В заключение этого списка неопифагорейских авторов мы бы указали тех двух авторов, воззрения которых совершенно противоположны друг другу – но именно поэтому они и представляют огромный интерес. Эти два автора свидетельствуют об исчерпании той философско-эстетической позиции, которую занимал эллинистический неопифагореизм. Возникнув, как и весь эллинизм, на ступени чрезвычайно ярко выраженной субъективности, в самом начале новой эры, неопифагореизм уже проявляет черты весьма запутанной философско-эстетической мысли, впадая в крайности, очень плохо согласованные одна с другой, хотя обе они и вытекают из основ неопифагореизма.

Первый из этих памятников – это анонимные "Золотые стихи", наполненные на первый взгляд сплошной моралистикой и потому как будто бы Не имеющие отношения к эстетике. Памятник относится приблизительно к I в. до н.э. Однако в контексте всего неопифагореизма, да и в контексте всей античной мысли, эту моралистику ни в каком случае нельзя понимать в европейском смысле слова. Тут кроется свое собственное космологическое представление, да и все содержащиеся здесь "моральные" предписания обладают характером общепифагорейских предписаний о чистоте и внутренней аскезе человеческого поведения. Это какой-то, мы бы сказали, античный монашеский устав. Эллинизм сказывается здесь не столько в содержании отдельных предписаний, сколько в общей, весьма продуманной и ставшей каким-то кодексом человеческого поведения философии, так что рефлексия здесь даже берет верх над содержанием предписаний.

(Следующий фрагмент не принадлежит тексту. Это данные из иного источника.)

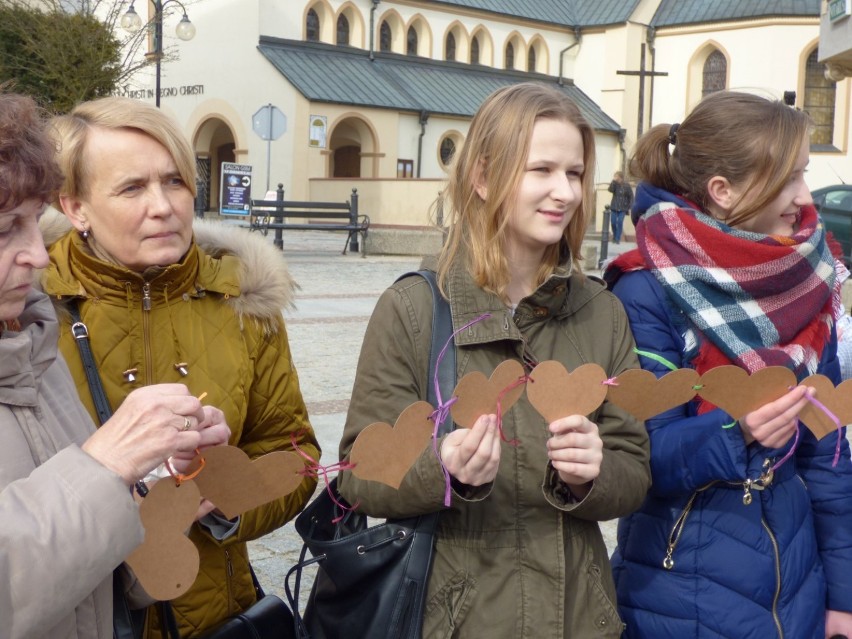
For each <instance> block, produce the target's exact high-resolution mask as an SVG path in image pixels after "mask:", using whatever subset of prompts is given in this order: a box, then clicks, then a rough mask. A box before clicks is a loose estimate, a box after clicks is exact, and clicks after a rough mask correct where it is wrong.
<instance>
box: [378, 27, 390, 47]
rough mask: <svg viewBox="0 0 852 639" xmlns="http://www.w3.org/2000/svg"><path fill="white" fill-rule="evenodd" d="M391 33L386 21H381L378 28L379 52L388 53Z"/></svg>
mask: <svg viewBox="0 0 852 639" xmlns="http://www.w3.org/2000/svg"><path fill="white" fill-rule="evenodd" d="M390 43H391V32H390V25H389V24H388V21H387V20H382V24H381V26H379V51H390Z"/></svg>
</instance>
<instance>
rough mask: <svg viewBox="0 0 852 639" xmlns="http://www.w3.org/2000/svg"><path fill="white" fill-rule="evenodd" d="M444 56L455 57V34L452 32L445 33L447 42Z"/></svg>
mask: <svg viewBox="0 0 852 639" xmlns="http://www.w3.org/2000/svg"><path fill="white" fill-rule="evenodd" d="M444 58H445V59H446V60H455V59H456V36H454V35H453V34H452V33H448V34H447V42H446V45H445V47H444Z"/></svg>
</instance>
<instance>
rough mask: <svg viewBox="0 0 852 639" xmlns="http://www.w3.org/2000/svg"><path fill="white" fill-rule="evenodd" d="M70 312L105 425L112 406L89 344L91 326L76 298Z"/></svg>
mask: <svg viewBox="0 0 852 639" xmlns="http://www.w3.org/2000/svg"><path fill="white" fill-rule="evenodd" d="M68 312H69V313H71V334H72V335H73V336H74V342H75V343H76V344H77V349H78V350H79V351H80V360H81V361H82V362H83V371H84V372H85V373H86V381H87V382H88V383H89V392H90V393H91V394H92V402H94V404H95V412H97V414H98V421H99V422H100V423H101V426H103V425H104V423H106V420H108V419H109V418H110V417H112V408H110V406H109V402H108V401H107V398H106V393H104V385H103V383H102V382H101V376H100V373H98V366H97V364H95V358H94V357H93V356H92V347H91V346H90V345H89V328H88V327H87V326H86V325H85V324H84V323H83V320H82V319H81V318H80V309H79V307H78V306H77V301H76V300H74V301H72V302H71V304H70V305H69V306H68Z"/></svg>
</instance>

Другой писатель – на этот раз здесь уже не аноним, но вполне историческая личность – это знаменитый Аполлоний Тианский (I в. н.э.). У него имеются кое-какие философские суждения, но он знаменит вовсе не своей теорией. Это был весьма экспансивный, до самой настоящей патологии возбужденный человек, сознававший себя волшебником, магом, чудотворцем и проводивший свою жизнь то в аскетизме, то в каких-то фантастических предприятиях, мечтавший быть богом или богочеловеком и совершенно выходивший за рамки всякого нормального человеческого поведения. Писатель III в. н.э. Флавий Филострат изобразил его жизнь в сочинении, которое производит впечатление самого настоящего фантастического романа. Несомненно, у Филострата было много выдумок, и вообще образ этого странного неопифагорейца Аполлония Тианского и при его жизни и в сознании потомства оброс неимоверной фантастикой и разного рода сказочными представлениями. Но всякий историк знает, что в таких легендарных и полумифических личностях ни в каком случае нельзя считать все только одной выдумкой. Несомненно, вся эта экстравагантность поведения Аполлония Тианского была в значительной мере свойственна ему самому вполне реально и вполне исторически. И поэтому, нисколько не отвечая за всю романистику у Филострата, современные исследователи всегда находят те или иные фантастические черты или черты романтического приключенчества уже и в самом Аполлонии Тианском, этом чудаке и психопате I в. н.э.

Для нас фигура Аполлония Тианского важна потому, что в значительной мере она представляет собою полную противоположность той уравновешенной и глубоко аскетической моралистике, которую мы находим в "Золотых стихах". Это – одна из крайностей эллинистического субъективизма, как была таковой и аскетическая строгость "Золотых стихов". Неопифагореизм и так просуществовал уже два столетия. Его напряженная эстетика, то уравновешенная и созерцательная, то буйная и сумасшедшая, давала в период своего распадения именно эти патологические крайности. Эстетика "Золотых стихов" неимоверно высока и даже до такой степени, что является уже фактически невыполнимой. Но и образ Аполлония Тианского тоже чересчур эксцентричен и чересчур далек от обычных жизненных норм, и притом так, что даже переходит в самую настоящую психопатологию. Поэтому изложение жизни и поведения Аполлония Тианского, как это делает Флавий Филострат, мы тоже считаем необходимым при том широком понимании эстетики, которое имело место в течение всей античности.

Из указанных сейчас материалов мы изложим и проанализируем одно кратко и бегло, другое – подробнее, имея в виду определенный план и размеры, а значит, и запланированное содержание нашего настоящего тома.